Subscribe to DSC Newsletter

Guest blog post by .

Introduction

As catchy as the title of this post is (which I often do to get audience attention, approvals or argue), the real title should be "What moved the median?". This is a long read compared to my earlier post because I drill down really deep into the problem and the solution.

This post is about how I went about with (some very able colleagues and director) in making a system that tried to automate (with fairly high consistency) the reason for the undesirable shift in median page onload time of a web page (http://www.w3.org/TR/navigation-timing-2/) for the worse. The project met with some great reviews and good success.

Problem Statement

The CEO of one of the companies that I worked at was very particular about the consistency of performance & experience of the web page onload time. Various studies had shown that the onload time of a page had direct relation to visits, unique visits and display ad revenue from the portal that the page belonged to.The CEO wanted to know why the median moved for the worse and which dimensions (geo, browser etc) were seen to have worsened onload time so as to hold accountable the concerned folks or have the learnings to prevent future issues. The CEO wanted a weekly report on the area of concern, the cause and corrective action from my team on a week-on-week basis.

Problem Details

As an example, lets say that a company's portal's median onload time was 2.3 seconds for a given week. 50% of the beacons observed had onload times faster than 2.3 seconds and 50% of the beacons observed had onload times greater than 2.3 seconds. Assume that the week before the onload time was 2.14 seconds. The team had to now report what, where & why this time changed to 2.3 seconds in the current week(6.9% increase).
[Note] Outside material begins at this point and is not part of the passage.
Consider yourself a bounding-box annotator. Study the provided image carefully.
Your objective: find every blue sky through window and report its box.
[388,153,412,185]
Each beacon is characterised by a tuple of 8 attributes which are

  1. Experimental Bucket  (used by Product Management for A/B Testing)
  2. Browser
  3. OS
  4. Device Type
  5. Netspeed
  6. City/Country
  7. PoD
  8. Colo

Using the attributes above, we need to localise the problem. Which of these attributes (either by itself or in combination with other attributes) experienced delays.
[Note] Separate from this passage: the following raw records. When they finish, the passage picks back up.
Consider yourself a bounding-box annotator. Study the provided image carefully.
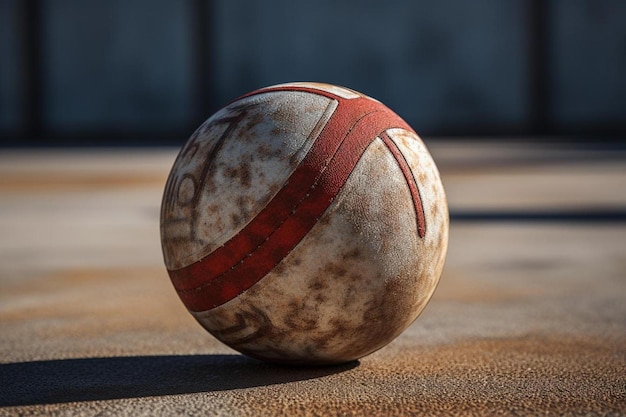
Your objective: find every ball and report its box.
[161,83,449,365]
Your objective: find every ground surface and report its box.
[0,141,626,416]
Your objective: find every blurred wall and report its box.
[0,0,626,146]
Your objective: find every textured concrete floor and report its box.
[0,141,626,416]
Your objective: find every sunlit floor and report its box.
[0,140,626,416]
It wouldn't be hard to notice that a person accessing the portal using an older machine with Windows XP on IE on a cable connection would most likely have an onload time far in excess of 2.3 seconds. However such users would be very few and negligible today to take notice off(a case of fewer beacons would show this). There will however be "Movers & Shakers" or heavy weights among beacon property aggregates that would have likely played a bigger role in the shift of the median.

Approach to the Solution

Lets begin by asking ourselves some simple questions

  • When does the median shift for the worse?
  • How can we use frequent item sets to compute values of attributes whose mean onload time worsened the most?
  • Can we automate extraction of the reasons for the move of the median & are we confident of our solution?
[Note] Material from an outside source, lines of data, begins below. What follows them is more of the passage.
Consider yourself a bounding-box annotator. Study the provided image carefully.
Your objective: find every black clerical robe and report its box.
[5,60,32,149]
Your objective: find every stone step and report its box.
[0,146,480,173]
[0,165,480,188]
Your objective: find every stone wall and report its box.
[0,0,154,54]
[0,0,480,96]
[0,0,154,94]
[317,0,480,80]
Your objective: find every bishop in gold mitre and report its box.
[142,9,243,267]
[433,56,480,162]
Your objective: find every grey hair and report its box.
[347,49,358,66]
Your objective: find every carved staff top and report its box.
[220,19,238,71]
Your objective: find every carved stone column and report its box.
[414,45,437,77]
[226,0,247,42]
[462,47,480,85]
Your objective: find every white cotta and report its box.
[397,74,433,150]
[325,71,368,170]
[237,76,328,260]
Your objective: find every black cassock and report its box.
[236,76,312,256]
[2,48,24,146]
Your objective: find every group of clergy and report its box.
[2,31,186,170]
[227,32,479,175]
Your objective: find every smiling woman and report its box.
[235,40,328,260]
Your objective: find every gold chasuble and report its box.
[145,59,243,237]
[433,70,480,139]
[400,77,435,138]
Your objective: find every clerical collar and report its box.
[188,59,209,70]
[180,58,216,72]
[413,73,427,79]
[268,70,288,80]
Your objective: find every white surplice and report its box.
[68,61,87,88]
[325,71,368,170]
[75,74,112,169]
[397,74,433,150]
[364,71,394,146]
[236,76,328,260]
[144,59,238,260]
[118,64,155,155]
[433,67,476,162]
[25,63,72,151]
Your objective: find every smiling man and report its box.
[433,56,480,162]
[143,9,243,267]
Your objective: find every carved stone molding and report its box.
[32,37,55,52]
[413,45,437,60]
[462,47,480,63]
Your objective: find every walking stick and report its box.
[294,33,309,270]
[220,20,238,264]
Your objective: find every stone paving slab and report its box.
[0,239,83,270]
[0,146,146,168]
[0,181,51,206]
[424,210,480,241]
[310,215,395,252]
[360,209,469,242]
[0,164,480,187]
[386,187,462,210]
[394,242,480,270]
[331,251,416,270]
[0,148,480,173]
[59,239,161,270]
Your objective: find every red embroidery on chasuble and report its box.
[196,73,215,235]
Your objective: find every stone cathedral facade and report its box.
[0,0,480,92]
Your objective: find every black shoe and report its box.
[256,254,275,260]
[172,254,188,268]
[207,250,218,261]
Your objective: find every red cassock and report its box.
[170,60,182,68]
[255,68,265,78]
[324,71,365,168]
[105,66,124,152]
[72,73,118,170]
When does the median shift for the worse?

This can be illustrated with a very simple example. Lets take a list of numbers (much like the onload time for various page requests is a set of numbers {1,2,2,2,3,3,3,3,4,4,4,4,4,5,5,5,5,6,6,7,8,9,10,11,12}. This distribution would look like the diagram below. The shape resembles that of the onload time of pages. (knowledge of the consistency of the shape & other distribution characteristics is vital and could be domain specific)

As can be seen above, Median is 4. Put in the context of desirable onload time for a page, you'd like all the users to have a good online experience so you'd want to improve the onload times of pages more than the median. The world is not perfect not all users across the world experience the same onload times for you page. Hence the distribution above resembles a real life one.

Now lets say that based on new week's data, you observed that the median moved to become 5 in the data above. What are three reasons why the median moved for the worse? 

  1. Good beacons from previous time period disappeared. Imagine a few good beacons disappeared as shown below. From the list given above following data points disappeared {2,3,4,5} .
  2. Good beacons from previous time period turned bad. Imagine a few good beacons (that were below the median last period) turned bad this period. So here one 2 became 5one 3 became 4, and two 4s became 5.
  3. Sudden appearance of more beacons on the wrong side of where the median was last week. Here notice 4 new beacons with onload time {9,9,9,12} appeared which shifted the median.

Notice that from the three cases above, we assume we know exactly which beacon went missing, changed or got dropped. In reality, all we have is 500,000(plus or minus a few) beacons for each period. Typically this is kept aggregated in some database of Hadoop HDFS. How do we find out what disappeared, changed or appeared? Here is where we use Frequent Item Sets      ( http://infolab.stanford.edu/~ullman/mmds/ch6.pdf ).

Frequent Item Sets

This is a very interesting Data Mining technique where we can separate the wheat from the chaff (original paper Apriori Algorithmhttps://en.wikipedia.org/wiki/Apriori_algorithm  used in Market Basket Analysis) . For those who know RDBMS Databases, they should be familiar with aggregations from aggregate tables using "group by". Frequent Item Sets is the grand daddy of "group by". It takes a threshold (also referred to as support) and finds out 1, 2,3.. upto 'n' attribute value combinations whose aggregate value (sum or count) is greater than the threshold. 

With Frequent Item Sets from the beacon samples for the given period containing beacon count and sum of onload time

  1. we extract frequent item sets of attributes which are at least 2.5% of the total beacon count and
  2. we extract frequent item sets of attributes which are at least 2.5% of the total onload time.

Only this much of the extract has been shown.